The normal coal supply of the Alabama is 800 tons, as against 400 tons in the Kentucky. This change, together with the changing of 5 in. guns to 6 in. guns, necessitated the doing away with the four 8 in. guns, so that the armament of the Alabama seemed, in the opinion of the Naval authorities, to represent a stage at which they had practically agreed with the British Naval authorities in their ideas as to the best arrangement of armament, except in that part in which they prefer to adhere to the box battery rather than to have casemates.

The Illinois was a twin-screw, armored, seagoing battleship, and was built by the Newport News Shipbuilding and Dry Dock Company, of Newport News, Va. The Navy Department furnished the general plans and specifications for hull and machinery to the contractors and builders, and the latter developed the general designs into exact details, together with the piping systems and location of the auxiliary machinery, submitting their drawings for approval to the bureaus concerned before work was begun. The contract was signed September 26, 1896, the price being 2,595,000, and the time allowed for completion three years. The price stated does not include the armor (exclusive of that required in the construction of the protective deck), the armor bolts, the ordnance, the ordnance outfit, and certain articles, as anchors and chains, supplied by the Government, but did include fitting and installation.

As a fighting machine, the Illinois was thought to be superior to the other battleships in the navy. With her increased free-board, she can steam full speed and with fairly dry decks into a sea that would wash over the bows and forward turrets of the "Oregon," which has eight feet less free-board. She can fight her guns from their great elevation above the water in seas where the guns of lower vessels would be submerged and useless. The projectiles, also, are less likely to be deflected by striking the tops of waves. The difference is seen in the fact that the bore of the forward 13-inch guns of the Illinois are 26 feet above the water as against 18 feet on the Oregon.

Service History

Commissioned in 1900-01, all three ships took part in the Great White Fleet expedition of 1907-09 and underwent modernization 1909-12 during which their 6-pdr guns were removed and 4 3-inch/50 guns added and they were fitted with cage masts. Following World War I they had their main armaments removed and their secondary battery reduced to eight 6-inch/40 guns.

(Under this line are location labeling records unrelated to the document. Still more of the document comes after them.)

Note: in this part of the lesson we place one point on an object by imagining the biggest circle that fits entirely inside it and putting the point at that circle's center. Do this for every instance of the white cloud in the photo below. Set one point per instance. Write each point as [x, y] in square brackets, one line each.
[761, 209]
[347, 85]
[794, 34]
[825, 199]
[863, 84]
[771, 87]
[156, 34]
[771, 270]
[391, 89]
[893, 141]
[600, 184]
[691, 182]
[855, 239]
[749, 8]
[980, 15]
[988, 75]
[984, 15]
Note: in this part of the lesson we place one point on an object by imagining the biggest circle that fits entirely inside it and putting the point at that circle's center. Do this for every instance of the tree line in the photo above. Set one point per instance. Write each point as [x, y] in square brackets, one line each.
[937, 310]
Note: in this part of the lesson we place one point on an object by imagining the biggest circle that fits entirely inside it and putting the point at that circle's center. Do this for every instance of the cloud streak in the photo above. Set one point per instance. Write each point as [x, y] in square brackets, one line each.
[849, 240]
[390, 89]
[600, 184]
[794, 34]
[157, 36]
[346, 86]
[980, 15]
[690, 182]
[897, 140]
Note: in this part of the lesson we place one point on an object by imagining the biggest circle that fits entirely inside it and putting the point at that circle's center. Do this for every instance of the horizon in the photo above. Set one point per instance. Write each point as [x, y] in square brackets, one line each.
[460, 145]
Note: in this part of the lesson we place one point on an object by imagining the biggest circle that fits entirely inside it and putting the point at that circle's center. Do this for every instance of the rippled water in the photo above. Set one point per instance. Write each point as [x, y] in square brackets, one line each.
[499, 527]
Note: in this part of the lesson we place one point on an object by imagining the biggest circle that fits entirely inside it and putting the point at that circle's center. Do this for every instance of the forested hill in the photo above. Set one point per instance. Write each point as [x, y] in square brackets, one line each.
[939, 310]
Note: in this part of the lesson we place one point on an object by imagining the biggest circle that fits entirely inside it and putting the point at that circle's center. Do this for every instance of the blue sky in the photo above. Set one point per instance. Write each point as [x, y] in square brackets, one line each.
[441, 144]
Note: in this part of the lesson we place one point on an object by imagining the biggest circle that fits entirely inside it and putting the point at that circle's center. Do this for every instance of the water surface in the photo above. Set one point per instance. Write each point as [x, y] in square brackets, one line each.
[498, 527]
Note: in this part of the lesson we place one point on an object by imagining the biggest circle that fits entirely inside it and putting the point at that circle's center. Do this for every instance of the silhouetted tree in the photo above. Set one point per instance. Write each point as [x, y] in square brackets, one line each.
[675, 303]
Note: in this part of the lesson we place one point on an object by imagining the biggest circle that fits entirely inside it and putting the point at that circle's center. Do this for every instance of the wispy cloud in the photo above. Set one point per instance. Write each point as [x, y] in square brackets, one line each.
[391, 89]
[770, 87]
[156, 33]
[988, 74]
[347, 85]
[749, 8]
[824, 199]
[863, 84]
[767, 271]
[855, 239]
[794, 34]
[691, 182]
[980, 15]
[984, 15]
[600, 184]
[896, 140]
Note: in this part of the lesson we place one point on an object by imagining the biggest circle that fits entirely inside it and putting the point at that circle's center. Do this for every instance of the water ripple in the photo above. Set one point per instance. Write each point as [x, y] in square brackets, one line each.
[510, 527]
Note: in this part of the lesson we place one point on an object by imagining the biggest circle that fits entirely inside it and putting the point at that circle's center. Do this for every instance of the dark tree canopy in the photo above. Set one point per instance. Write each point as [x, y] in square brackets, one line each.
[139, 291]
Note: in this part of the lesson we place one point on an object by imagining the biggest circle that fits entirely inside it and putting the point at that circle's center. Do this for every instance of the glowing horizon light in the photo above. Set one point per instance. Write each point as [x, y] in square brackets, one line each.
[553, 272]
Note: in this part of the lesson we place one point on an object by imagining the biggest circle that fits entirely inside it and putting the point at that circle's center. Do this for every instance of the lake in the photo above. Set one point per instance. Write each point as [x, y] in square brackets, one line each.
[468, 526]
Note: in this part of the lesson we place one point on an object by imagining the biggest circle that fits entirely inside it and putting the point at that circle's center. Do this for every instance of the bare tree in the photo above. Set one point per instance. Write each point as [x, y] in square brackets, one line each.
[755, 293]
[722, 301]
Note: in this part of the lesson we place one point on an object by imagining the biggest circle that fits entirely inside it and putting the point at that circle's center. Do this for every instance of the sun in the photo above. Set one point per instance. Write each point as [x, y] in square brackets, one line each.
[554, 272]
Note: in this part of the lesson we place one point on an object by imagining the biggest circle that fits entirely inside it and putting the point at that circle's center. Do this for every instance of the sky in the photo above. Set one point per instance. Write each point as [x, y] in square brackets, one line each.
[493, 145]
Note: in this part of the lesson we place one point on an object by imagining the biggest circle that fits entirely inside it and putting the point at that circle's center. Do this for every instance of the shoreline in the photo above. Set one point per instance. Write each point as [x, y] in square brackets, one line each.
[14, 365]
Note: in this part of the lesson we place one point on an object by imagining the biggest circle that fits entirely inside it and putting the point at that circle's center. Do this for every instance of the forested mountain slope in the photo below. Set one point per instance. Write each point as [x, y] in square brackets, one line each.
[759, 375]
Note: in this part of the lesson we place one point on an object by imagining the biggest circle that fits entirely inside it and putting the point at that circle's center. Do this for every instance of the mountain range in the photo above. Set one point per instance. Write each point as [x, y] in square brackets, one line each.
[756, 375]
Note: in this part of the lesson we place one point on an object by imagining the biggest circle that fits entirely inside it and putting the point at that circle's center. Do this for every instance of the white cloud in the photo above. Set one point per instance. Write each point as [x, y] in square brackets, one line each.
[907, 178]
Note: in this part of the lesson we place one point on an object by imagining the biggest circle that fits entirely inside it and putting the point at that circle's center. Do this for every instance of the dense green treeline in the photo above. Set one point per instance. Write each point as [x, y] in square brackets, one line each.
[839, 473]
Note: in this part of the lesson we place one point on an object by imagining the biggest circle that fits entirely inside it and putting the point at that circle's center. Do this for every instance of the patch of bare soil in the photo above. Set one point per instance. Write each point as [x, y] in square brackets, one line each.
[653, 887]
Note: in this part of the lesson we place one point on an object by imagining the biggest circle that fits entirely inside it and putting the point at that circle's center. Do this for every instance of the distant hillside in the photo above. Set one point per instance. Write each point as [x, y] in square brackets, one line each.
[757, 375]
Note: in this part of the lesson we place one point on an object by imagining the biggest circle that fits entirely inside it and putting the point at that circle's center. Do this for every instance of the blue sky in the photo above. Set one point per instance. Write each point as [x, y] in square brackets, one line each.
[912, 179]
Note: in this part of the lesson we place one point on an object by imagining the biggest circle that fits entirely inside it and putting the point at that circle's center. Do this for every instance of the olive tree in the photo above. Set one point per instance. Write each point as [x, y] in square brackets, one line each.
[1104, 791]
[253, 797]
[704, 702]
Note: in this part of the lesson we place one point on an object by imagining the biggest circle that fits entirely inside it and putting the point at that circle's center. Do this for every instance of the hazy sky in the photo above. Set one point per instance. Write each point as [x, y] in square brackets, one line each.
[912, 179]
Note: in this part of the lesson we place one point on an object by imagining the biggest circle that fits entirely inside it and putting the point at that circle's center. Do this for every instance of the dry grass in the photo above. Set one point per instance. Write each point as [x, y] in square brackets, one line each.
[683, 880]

Alabama's masts were narrow at the top and wide at the base. Illinois' masts were wide at the top and relatively narrow at the base. The twin hause castings at the bow, a feature seen on Alabama, are unlike Illinois, which had a much heavier double hause casting. Porthole spacing on the lower deck, forward of the bow casemate, differed considerably between these two ships. Illinois (BB-7) surived until May 1956 as Prairie State (IX-15), a floating barracks. Alabama (BB-8) was sunk in bomb tests in September 1921. Wisconsin (BB-9) was scrapped in 1922 in accordance with the Washington Naval Treaty of 1920.